Contemporary Classical

The Proms: Volans, Larcher, Dutilleux, and Stravinsky

On August 22, the BBC Symphony Orchestra and Barry Douglas, conducted by Thomas Dausgaard, presented the first performance of Kevin Volans’s Piano Concerto No. 3, which was a BBC Commission. Volans is quite proud of his method of composition, which he refers to as ‘anti-conceptual.’ What he means by this is that he does not think about what a piece will do until he starts it, and every day he starts at the point he stopped the day before, without reordering anything; he doesn’t say whether or not he revises. One assumes not. This is a little like a practice of Virgil Thomson’s, which he referred to as ‘the discipline of spontaneity;’ Thomson, I think, mainly did it in his portraits, which were two- or three-minute-long pieces done in one sitting (and sometime revised later). In Volans case it’s probably more like an extreme reaction against what is often called ‘pre-composition,’ and therefore, a lot of modernists practices (and probably a lot of stuff done by minimalists who do process music as well), and, for me, anyway, it doesn’t work so well in a piece that’s twenty minutes long. In the case of this piece, one is left with a feeling of a sort of flat and haphazard continuity which could be described in the words of one of the characters in The History Boys by Alan Bennet, who says that history is ‘just one fucking thing after another.’ In fact the sound of the piece is polished and attractive and arresting, full of nice, and, mostly, interesting music; it just goes on a little too long some of the time, and, no surprise, its progress seems sort of random and unconsidered.
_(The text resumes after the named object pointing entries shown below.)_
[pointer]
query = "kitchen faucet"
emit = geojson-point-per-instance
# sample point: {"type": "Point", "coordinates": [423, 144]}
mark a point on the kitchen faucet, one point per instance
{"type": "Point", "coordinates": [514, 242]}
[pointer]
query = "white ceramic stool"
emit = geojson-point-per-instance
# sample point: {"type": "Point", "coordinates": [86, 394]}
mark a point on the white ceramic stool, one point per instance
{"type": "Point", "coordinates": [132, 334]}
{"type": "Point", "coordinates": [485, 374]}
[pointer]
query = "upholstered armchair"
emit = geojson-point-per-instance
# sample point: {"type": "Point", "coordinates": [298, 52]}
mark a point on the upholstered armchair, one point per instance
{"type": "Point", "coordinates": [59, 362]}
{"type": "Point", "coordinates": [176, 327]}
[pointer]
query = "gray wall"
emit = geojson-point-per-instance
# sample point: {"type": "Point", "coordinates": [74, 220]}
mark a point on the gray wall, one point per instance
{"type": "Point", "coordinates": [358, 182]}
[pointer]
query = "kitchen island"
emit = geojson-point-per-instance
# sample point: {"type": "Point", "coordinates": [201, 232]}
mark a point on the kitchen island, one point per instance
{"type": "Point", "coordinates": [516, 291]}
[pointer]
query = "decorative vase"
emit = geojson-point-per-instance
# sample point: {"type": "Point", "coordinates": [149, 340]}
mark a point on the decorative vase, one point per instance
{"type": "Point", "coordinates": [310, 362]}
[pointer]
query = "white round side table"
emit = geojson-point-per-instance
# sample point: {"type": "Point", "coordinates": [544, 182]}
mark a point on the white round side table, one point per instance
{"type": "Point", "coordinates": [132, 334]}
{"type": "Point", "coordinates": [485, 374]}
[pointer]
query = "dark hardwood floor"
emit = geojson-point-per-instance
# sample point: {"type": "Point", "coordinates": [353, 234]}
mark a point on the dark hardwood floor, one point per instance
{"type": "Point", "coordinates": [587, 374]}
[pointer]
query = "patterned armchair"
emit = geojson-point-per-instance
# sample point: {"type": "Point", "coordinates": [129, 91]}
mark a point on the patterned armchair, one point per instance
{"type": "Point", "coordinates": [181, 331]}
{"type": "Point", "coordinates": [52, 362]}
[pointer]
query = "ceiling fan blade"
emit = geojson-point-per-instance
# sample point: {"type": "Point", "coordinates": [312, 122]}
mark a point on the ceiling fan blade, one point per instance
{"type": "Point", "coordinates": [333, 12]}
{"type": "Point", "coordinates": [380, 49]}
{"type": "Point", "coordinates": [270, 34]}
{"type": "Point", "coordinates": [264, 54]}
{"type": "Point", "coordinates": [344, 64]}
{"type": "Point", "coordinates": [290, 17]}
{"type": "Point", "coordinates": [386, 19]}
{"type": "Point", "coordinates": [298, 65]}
The performance was also polished, colorful, attractive, and arresting.

A few days earlier, August 18, Viktoria Mullova and Matthew Barley, joined by Christof Dienz, Luka Jukart, Martin Brandlmayr, Thomas Larcher, and the BBC Scottish Symphony Orchestra, conducted by Ilan Volkov gave the first performance of Larcher’s Concerto for Violin, ‘Cello, and Orchestra. The orchestra for the piece includes a concertino group of electric zither, accordion, percussion, and prepared piano which provides a good deal of instrumental color in the work, and the function of the orchestra seemed to be that of a sort of amplifier for the smaller group, taking up the music and expanding on it both in terms of material and of decibels. On top of this, the violin and ‘cello often spun longer singing lines and sometimes shorter more agitated ‘riffs’ which were largely arpeggios. These were repeatedly the same in term both of the shape and the range of the lines, and the sameness of the solo parts left a sense of frustrating lack of motion and progress and formal staticness which I think was not intended. There are two movements, the first more expansive and varied, tempo wise, at least, and the second shorter and more restrained, with the solo parts some what chorale like, and suggesting a more traditionally tonal language. The work was both intriguing and appealing, and at the same time, due to the sameness of the shape of the main lines, somewhat frustrating. The performance was lively, concentrated, and serious and had a heartfelt quality.

On August 23 Leonidas Kavkos and the London Symphony Orchestra, conducted by Valery Gergiev, performed L’arbe des songes by Henri Dutilleux, a violin concerto which was written in 1980 for Isaac Stern. The work is in four movements, but there are also three interludes after the first three movements, all of them played without a break. The beginnings of the interludes are marked by a sort of gamelan-like music which Dutilleux referred to as ‘tinkling’ bells, played by tubular bells, vibraphone, piano/celesta, harp, and crotales. Perhaps the most striking parts are the first movement which features long singing lines in the violin, the third movement, in which the violin is joined in a lyric duet by the oboe d’amore, and the third interlude which is a free sort of tuning up episode in the orchestra. The whole work is very singing, atmospheric, and full of beautiful instrumental textures and colors. It seemed to me to be the best of the Dutilleux pieces that I’ve heard.

On the next night the Gustav Mahler Jugendorchester, conducted by Colin Davis, performed the Stravinsky Symphony in Three Movements. Probably the most important work of his early American years, the Symphony is one work which its composer, who otherwise was insistent that music was powerless to express anything at all, was eager to present as a depiction of war time tensions. He said that there were sections related to sequences in documentary films about scorched-earth tactics in the Sino-Japanese War and to newsreels and documentaries of goose-stepping soldiers, etc. It is certainly a muscular piece full of lots of rhythmic energy, harmonic propulsion, and a sort of cinematographic sweep. Little of this was realized in this performance, which was rhythmically slack and, in terms of its formal shaping, apparently completely clueless. Elliott Carter wrote of hearing Stravinsky play at gatherings of Boulanger’s students in Paris; he said that Stravinsky seemed to play every note with an intense rhythmic energy and intention, making each one a special ‘Stravinsky’ note. That was exactly the quality that was completely lacking here.